US20040098266A1

Movatterモバイル変換

Info

Publication number: US20040098266A1
Application number: US10/294,992
Authority: US
Inventors: Nathan Hughes; Nishant Rao; Michelle Uretsky
Original assignee: International Business Machines Corp
Current assignee: International Business Machines Corp
Priority date: 2002-11-14
Filing date: 2002-11-14
Publication date: 2004-05-20

Abstract

A method and implementing computer system are provided for enabling personal speech synthesis from non-verbal user input. In an exemplary embodiment, a user is prompted to input predetermined sounds in the user's own voice and those sounds are stored, along with corresponding vowel/consonant combinations, in a personal speech font file. The user is then enabled to provide text input to an electronic device and the text input is converted into verbalized speech by accessing the user's personal speech font file. The synthesized speech or greeting is stored in an audio file and transmitted to an output device. The synthesized greeting may then be played in response to a predetermined condition. Portions of the recorded greeting may be easily changed by changing the appropriate user's text file. Thus, typed text may be used to provide the basis to generate a synthesized message in a user's own voice. Passwords and other devices may be implemented to provide additional system security.

Description

FIELD OF THE INVENTION

The present invention relates generally to information processing systems and more particularly to a methodology and implementation for signal processing for audio output devices.[0001]
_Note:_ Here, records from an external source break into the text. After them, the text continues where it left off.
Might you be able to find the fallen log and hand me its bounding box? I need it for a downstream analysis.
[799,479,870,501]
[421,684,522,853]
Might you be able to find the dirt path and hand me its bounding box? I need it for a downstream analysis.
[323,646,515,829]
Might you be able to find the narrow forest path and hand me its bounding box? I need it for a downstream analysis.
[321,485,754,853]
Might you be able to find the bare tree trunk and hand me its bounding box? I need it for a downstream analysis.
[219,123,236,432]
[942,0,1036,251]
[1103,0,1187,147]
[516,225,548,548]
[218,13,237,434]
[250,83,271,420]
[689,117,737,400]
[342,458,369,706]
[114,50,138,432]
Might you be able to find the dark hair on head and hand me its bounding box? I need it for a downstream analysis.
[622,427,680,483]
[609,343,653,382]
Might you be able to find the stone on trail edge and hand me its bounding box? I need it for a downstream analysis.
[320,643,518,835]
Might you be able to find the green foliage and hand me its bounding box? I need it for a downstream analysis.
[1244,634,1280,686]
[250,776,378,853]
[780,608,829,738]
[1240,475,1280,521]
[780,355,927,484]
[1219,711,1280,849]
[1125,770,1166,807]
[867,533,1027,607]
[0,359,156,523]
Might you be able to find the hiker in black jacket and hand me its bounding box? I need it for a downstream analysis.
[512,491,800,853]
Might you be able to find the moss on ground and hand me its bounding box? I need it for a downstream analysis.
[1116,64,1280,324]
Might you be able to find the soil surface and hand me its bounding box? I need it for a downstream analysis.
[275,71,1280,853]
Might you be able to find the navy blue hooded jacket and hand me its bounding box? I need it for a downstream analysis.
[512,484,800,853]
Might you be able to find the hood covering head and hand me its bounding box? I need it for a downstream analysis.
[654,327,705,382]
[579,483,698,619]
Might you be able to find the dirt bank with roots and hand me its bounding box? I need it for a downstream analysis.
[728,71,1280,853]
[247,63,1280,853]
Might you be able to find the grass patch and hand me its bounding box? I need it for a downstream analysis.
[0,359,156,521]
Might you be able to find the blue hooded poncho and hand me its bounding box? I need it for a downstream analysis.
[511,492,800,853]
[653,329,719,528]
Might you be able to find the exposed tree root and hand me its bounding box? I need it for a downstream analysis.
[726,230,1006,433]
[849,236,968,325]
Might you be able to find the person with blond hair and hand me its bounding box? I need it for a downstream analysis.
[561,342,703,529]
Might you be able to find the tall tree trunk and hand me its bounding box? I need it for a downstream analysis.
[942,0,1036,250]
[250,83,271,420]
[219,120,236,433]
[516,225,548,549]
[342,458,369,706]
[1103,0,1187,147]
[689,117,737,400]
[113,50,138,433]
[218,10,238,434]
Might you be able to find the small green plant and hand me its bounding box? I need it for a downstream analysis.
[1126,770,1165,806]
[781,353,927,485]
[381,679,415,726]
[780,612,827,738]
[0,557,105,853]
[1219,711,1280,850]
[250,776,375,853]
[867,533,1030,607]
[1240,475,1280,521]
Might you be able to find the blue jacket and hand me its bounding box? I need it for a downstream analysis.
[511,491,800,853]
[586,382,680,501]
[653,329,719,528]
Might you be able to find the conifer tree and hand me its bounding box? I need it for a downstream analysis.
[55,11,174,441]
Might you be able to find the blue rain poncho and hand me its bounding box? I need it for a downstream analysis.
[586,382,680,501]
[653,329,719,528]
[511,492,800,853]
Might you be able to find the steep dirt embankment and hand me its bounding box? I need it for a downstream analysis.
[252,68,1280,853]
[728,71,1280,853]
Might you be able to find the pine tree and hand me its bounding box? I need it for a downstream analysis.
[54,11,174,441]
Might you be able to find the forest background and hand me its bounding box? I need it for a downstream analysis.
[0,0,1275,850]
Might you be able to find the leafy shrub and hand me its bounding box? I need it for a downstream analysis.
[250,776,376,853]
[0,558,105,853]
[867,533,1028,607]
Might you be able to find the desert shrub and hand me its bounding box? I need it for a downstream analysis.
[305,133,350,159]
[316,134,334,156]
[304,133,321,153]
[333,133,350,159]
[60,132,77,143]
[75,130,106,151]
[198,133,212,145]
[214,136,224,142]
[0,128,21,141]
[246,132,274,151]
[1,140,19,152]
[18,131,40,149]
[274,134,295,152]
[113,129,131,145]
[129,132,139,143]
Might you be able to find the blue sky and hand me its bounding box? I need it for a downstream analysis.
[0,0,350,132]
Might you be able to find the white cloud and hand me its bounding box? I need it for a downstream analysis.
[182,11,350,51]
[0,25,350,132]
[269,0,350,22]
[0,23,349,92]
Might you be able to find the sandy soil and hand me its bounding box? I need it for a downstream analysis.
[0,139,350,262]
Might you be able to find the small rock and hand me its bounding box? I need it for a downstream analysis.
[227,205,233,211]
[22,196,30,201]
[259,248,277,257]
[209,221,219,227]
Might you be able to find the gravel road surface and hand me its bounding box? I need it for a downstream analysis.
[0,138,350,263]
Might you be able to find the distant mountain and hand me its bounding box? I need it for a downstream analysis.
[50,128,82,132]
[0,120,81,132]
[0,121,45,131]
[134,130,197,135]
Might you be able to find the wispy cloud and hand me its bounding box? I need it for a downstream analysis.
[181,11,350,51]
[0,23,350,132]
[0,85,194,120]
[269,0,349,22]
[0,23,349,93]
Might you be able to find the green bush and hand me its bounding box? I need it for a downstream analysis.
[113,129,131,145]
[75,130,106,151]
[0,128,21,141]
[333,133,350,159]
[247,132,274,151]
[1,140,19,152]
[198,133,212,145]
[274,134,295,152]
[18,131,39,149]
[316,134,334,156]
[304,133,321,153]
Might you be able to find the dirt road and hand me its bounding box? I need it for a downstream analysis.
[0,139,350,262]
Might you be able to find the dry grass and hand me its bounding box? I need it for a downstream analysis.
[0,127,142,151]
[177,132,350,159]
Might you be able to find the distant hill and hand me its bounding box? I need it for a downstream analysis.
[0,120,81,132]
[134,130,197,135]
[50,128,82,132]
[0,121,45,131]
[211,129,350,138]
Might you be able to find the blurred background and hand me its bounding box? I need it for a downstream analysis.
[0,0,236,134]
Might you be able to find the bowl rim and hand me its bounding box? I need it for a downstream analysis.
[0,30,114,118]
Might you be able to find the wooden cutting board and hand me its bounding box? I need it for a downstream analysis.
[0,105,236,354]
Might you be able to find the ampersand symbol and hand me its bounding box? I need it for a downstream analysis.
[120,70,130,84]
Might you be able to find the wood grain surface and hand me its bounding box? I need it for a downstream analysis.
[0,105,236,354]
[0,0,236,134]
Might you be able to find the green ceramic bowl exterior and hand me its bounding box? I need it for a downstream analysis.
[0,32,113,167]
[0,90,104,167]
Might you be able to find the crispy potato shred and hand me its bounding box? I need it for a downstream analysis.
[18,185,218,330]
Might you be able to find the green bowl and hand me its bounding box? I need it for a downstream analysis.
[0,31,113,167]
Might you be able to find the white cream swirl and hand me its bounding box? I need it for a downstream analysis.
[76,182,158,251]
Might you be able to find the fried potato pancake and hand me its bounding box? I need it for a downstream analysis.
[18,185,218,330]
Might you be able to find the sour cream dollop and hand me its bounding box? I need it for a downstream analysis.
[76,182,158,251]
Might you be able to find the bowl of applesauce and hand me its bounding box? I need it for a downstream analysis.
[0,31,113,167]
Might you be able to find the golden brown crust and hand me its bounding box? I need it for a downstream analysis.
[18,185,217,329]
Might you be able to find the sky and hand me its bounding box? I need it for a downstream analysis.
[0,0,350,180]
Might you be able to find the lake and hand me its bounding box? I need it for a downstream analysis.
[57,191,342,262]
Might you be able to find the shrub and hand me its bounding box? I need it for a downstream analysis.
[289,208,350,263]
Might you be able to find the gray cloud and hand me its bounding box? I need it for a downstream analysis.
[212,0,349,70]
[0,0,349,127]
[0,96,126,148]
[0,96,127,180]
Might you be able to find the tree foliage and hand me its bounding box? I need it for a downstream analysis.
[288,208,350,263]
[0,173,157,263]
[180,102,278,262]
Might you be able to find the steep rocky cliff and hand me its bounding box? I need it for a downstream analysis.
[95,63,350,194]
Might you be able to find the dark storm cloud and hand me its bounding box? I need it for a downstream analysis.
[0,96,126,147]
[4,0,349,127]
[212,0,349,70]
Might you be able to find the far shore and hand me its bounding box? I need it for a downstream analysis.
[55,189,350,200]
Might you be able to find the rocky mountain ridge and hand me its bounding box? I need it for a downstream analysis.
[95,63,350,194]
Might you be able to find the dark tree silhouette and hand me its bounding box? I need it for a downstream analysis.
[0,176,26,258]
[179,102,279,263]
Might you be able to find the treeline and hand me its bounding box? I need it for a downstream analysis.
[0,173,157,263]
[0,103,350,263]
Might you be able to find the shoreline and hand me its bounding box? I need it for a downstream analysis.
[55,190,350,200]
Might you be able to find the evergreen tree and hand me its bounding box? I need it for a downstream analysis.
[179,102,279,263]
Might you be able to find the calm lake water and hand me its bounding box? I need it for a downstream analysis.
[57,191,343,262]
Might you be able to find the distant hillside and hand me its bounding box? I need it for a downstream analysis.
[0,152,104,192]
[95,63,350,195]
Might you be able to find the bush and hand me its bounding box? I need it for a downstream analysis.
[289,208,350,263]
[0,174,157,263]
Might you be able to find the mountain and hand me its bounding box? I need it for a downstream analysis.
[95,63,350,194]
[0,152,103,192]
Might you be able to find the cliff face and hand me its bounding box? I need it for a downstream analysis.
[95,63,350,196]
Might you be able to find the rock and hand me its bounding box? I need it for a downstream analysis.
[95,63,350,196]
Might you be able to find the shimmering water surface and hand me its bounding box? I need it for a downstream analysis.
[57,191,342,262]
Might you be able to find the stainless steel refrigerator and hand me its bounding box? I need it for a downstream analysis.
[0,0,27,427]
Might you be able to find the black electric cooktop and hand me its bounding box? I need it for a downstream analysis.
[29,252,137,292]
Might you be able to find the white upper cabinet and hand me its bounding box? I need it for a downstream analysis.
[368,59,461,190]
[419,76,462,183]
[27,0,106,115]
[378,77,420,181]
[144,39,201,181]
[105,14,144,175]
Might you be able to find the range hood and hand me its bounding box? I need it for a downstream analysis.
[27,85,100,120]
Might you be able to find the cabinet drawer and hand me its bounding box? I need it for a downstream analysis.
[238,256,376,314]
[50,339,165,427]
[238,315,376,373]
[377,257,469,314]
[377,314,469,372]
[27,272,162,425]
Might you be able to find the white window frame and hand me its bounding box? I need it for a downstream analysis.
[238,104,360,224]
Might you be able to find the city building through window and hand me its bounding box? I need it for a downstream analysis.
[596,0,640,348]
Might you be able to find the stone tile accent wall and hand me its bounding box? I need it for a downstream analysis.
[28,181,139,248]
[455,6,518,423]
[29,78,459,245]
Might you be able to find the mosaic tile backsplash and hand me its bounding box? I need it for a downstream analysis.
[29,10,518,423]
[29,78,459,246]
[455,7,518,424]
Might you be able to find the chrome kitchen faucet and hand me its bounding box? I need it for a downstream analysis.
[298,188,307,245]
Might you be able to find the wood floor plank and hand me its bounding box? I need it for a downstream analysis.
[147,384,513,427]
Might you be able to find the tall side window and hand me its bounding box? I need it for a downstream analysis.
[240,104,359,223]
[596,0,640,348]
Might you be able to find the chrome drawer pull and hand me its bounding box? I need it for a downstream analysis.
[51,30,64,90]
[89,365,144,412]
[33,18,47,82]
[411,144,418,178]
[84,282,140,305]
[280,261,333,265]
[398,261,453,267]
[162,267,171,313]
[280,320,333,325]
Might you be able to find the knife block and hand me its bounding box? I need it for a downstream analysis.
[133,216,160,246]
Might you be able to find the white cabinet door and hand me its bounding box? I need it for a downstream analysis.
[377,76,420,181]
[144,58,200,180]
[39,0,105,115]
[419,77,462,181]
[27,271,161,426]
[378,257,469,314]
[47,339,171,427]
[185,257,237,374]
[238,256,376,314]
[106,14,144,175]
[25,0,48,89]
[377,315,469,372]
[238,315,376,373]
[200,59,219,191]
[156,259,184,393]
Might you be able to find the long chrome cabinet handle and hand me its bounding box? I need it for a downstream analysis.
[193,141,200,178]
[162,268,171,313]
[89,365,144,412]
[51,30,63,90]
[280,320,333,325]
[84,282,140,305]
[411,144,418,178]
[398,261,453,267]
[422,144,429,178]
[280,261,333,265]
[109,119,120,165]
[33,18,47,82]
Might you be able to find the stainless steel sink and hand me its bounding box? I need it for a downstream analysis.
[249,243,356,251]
BACKGROUND OF THE INVENTION

Most telephone systems and other communication devices which are currently available, have a capability to record a voiced greeting and have that greeting played so that a caller will hear the greeting when the user is unable to answer a phone call. The caller is then able to leave a message which is then recorded for the user to play at a more convenient time. Typically, a user will occasionally change the greeting to communicate different situations to callers. For example, a user may record a greeting that states that the user will not be available to return calls for a predetermined period of time while the user is out of the country, or on vacation, or the user may wish to have incoming calls referred to another person and number in the user's absence. Thus, the recorded message may need to be changed quite frequently in certain situations.[0002]

In the past, in order to change even a small portion of a recorded greeting, the entire greeting would have to be re-recorded. Often, errors are made in the re-recording and the greeting will have to be recorded again and again until the user is satisfied. This process is quite tedious and time consuming.[0003]

Thus, there is a need for an improved methodology and system for processing voice messages which may be generated and used in providing recorded messages for communication devices.[0004]

SUMMARY OF THE INVENTION

A method and implementing computer system are provided for enabling personal speech synthesis from non-verbal user input. In an exemplary embodiment, a user is prompted to input predetermined sounds in the user's own voice and those sounds are stored, along with corresponding vowel/consonant combinations, in a personal speech font file. The user is then enabled to provide text input to an electronic device and the text input is converted into verbalized speech by accessing the user's personal speech font file. The synthesized speech or greeting is stored in an audio file and transmitted to an output device. The synthesized greeting may then be played in response to a predetermined condition. Portions of the recorded greeting may be easily changed by changing the appropriate user's text file. Thus, typed text may be used to provide the basis to generate a synthesized message in a user's own voice. Passwords and other devices may be implemented to provide additional system security.[0005]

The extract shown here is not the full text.